The Galerie Mansart at the National Library in Paris has opened an exhibition of Edgar Degas' photographic works due to last until August 22nd 1999.
The invention of photography and its development soon became essential in the eyes of many artists of the 19th century who saw this new technique as a much useful tool to reach a new dimension regarding their way of working.
The invention photography proved lethal for miniature painters as most people were given the possibility of having their portraits produced in a much rapid and economic way.
This exhibition has revealed Degas' interest in photography and also in its use. Several of his shots were found in the archives of his family and friends such as the Halévy brothers or the poet Mallarmé while two photos of nudes were discovered at the Paris flea-market. These are being shown together with drawings or paintings in order to prove that Degas tried to use photographs as the basis of certain of his works.
Already in 1860, Degas drew his inspiration from certain photographic pictures to paint some of his works, notably portraits, but it was after reaching the age of 60 that he decided to use a camera for himself. Before coming to that stage, he had been interested in nude photos, which he had seen in the studios of many fellow-artists as well as the photographic works of Muybruidge on the movement of horses split up in series of snapshots.
Without receiving any lesson nor technical advice, he decided to use a camera, the first time in September 1895 in Saint-Valéry-sur-Somme where he took two views, his only known shots of landscapes.

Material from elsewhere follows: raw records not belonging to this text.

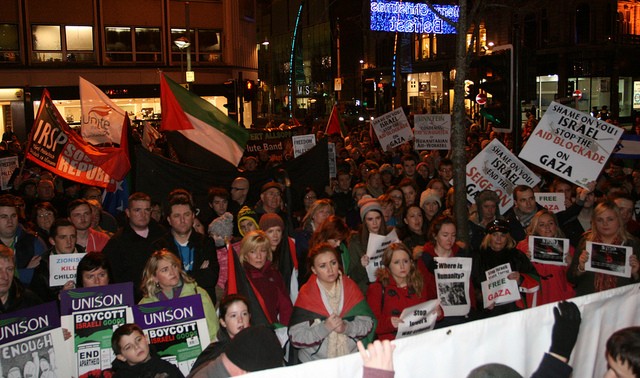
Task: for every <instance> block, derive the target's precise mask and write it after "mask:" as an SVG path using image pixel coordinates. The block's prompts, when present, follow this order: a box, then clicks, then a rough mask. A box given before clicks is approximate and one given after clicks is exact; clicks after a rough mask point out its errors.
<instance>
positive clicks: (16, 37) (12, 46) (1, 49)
mask: <svg viewBox="0 0 640 378" xmlns="http://www.w3.org/2000/svg"><path fill="white" fill-rule="evenodd" d="M19 40H20V38H19V35H18V25H15V24H0V63H17V62H19V61H20V42H19Z"/></svg>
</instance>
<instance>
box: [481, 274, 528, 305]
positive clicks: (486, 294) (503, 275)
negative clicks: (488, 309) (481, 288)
mask: <svg viewBox="0 0 640 378" xmlns="http://www.w3.org/2000/svg"><path fill="white" fill-rule="evenodd" d="M509 273H511V265H509V264H508V263H507V264H502V265H499V266H497V267H495V268H493V269H490V270H487V271H486V272H485V275H486V276H487V280H486V281H483V282H482V299H483V303H484V308H487V307H489V306H490V305H491V304H495V305H496V306H499V305H503V304H507V303H511V302H515V301H517V300H518V299H520V291H518V283H517V282H516V281H515V280H510V279H508V278H507V276H508V275H509Z"/></svg>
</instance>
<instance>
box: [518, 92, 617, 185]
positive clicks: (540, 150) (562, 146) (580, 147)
mask: <svg viewBox="0 0 640 378" xmlns="http://www.w3.org/2000/svg"><path fill="white" fill-rule="evenodd" d="M623 132H624V130H623V129H622V128H620V127H617V126H614V125H611V124H608V123H606V122H604V121H601V120H599V119H596V118H593V117H591V116H590V115H589V114H587V113H583V112H580V111H577V110H575V109H572V108H569V107H567V106H564V105H561V104H558V103H556V102H552V103H551V106H549V108H548V109H547V111H546V112H545V113H544V116H543V117H542V119H541V120H540V123H538V126H536V128H535V130H533V134H531V136H530V137H529V140H528V141H527V143H526V144H525V146H524V148H523V149H522V151H521V152H520V155H519V156H520V158H522V159H524V160H527V161H529V162H531V163H532V164H535V165H537V166H538V167H540V168H544V169H546V170H547V171H549V172H551V173H553V174H556V175H558V176H560V177H562V178H564V179H566V180H568V181H569V182H572V183H574V184H576V185H580V186H582V187H583V188H586V187H587V184H588V183H589V182H591V181H596V180H597V179H598V175H600V171H602V168H603V167H604V164H605V163H606V162H607V159H609V155H611V153H612V152H613V150H614V149H615V147H616V145H617V143H618V139H620V137H621V136H622V133H623Z"/></svg>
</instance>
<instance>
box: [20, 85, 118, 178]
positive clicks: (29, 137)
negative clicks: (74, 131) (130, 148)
mask: <svg viewBox="0 0 640 378" xmlns="http://www.w3.org/2000/svg"><path fill="white" fill-rule="evenodd" d="M125 119H127V120H128V117H126V118H125ZM126 135H127V133H126V130H123V132H122V140H121V143H120V147H118V148H116V147H103V148H96V147H93V146H91V145H90V144H88V143H87V142H85V141H84V140H83V139H82V138H81V137H80V136H79V135H78V134H76V133H75V132H74V131H73V130H71V128H69V125H67V123H66V122H65V121H64V119H63V118H62V115H60V113H59V112H58V109H56V107H55V105H54V104H53V101H51V98H50V97H49V91H47V90H46V89H45V90H44V92H43V93H42V100H41V103H40V108H39V109H38V116H37V117H36V119H35V121H34V124H33V128H32V130H31V135H29V148H28V150H27V158H28V159H29V160H31V161H33V162H34V163H36V164H38V165H40V166H41V167H43V168H45V169H47V170H49V171H51V172H53V173H55V174H57V175H59V176H61V177H64V178H66V179H69V180H71V181H76V182H79V183H82V184H87V185H91V186H99V187H102V188H106V187H111V186H115V180H122V179H123V178H124V176H125V175H126V174H127V172H128V171H129V169H130V168H131V165H130V164H129V156H128V154H127V139H126Z"/></svg>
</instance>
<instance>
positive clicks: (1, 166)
mask: <svg viewBox="0 0 640 378" xmlns="http://www.w3.org/2000/svg"><path fill="white" fill-rule="evenodd" d="M19 166H20V163H18V157H17V156H9V157H6V158H2V159H0V184H1V188H2V190H8V189H11V185H10V184H9V180H10V179H11V175H13V171H14V170H16V169H17V168H18V167H19Z"/></svg>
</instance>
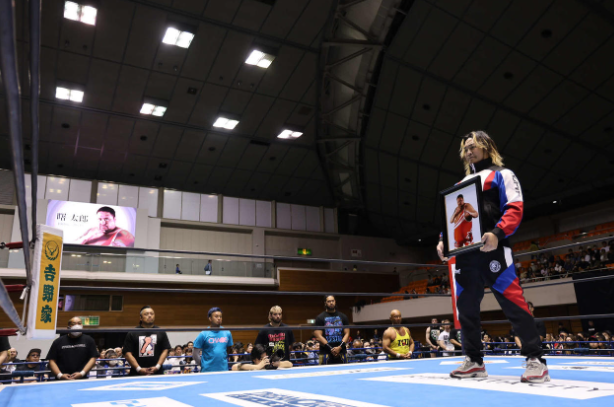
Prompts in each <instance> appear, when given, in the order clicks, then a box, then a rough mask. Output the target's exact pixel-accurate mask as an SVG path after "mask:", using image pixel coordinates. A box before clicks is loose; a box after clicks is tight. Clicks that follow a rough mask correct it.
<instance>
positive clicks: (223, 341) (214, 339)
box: [207, 337, 228, 343]
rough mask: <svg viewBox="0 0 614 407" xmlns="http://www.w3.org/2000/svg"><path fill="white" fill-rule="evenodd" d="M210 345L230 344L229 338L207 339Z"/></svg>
mask: <svg viewBox="0 0 614 407" xmlns="http://www.w3.org/2000/svg"><path fill="white" fill-rule="evenodd" d="M207 342H209V343H228V338H226V337H224V338H209V339H207Z"/></svg>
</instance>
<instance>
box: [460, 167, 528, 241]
mask: <svg viewBox="0 0 614 407" xmlns="http://www.w3.org/2000/svg"><path fill="white" fill-rule="evenodd" d="M477 176H479V177H480V178H481V180H482V201H483V205H484V207H483V208H482V213H481V214H480V216H481V217H482V225H483V227H484V230H487V231H490V232H491V233H493V234H494V235H495V236H497V238H498V239H499V245H505V246H508V247H509V241H508V240H507V239H508V238H509V237H510V236H512V235H513V234H514V233H516V230H518V227H519V226H520V222H521V221H522V215H523V213H524V206H523V201H522V189H521V188H520V182H518V178H516V175H515V174H514V173H513V172H512V171H511V170H509V169H507V168H503V167H499V166H496V165H493V163H492V160H491V159H490V158H487V159H484V160H482V161H480V162H478V163H476V164H471V174H469V175H467V176H466V177H465V178H463V180H462V181H460V182H463V181H467V180H468V179H471V178H473V177H477Z"/></svg>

The following year, he took some photos of models but here again, two shots have survived and many others remain to be discovered. These photos have nevertheless a close connection with his pastel, monotype and oil works as the exhibition tends to demonstrate.
However, no one is sure whether these shots were intended for the production of such works or simply as a test to judge of their results. But one thing is for sure, Degas, in using a camera, behaved like the artist he was, playing with contrasts and light effects as in his graphic and painted works.
Degas used Mallarmé, the Halévy brothers, Renoir or himself as models for his photographic portraits, paying a close attention to the intensity of the images he produced and to Chiaroscuro effects while applying his own artistic ideas in using a camera.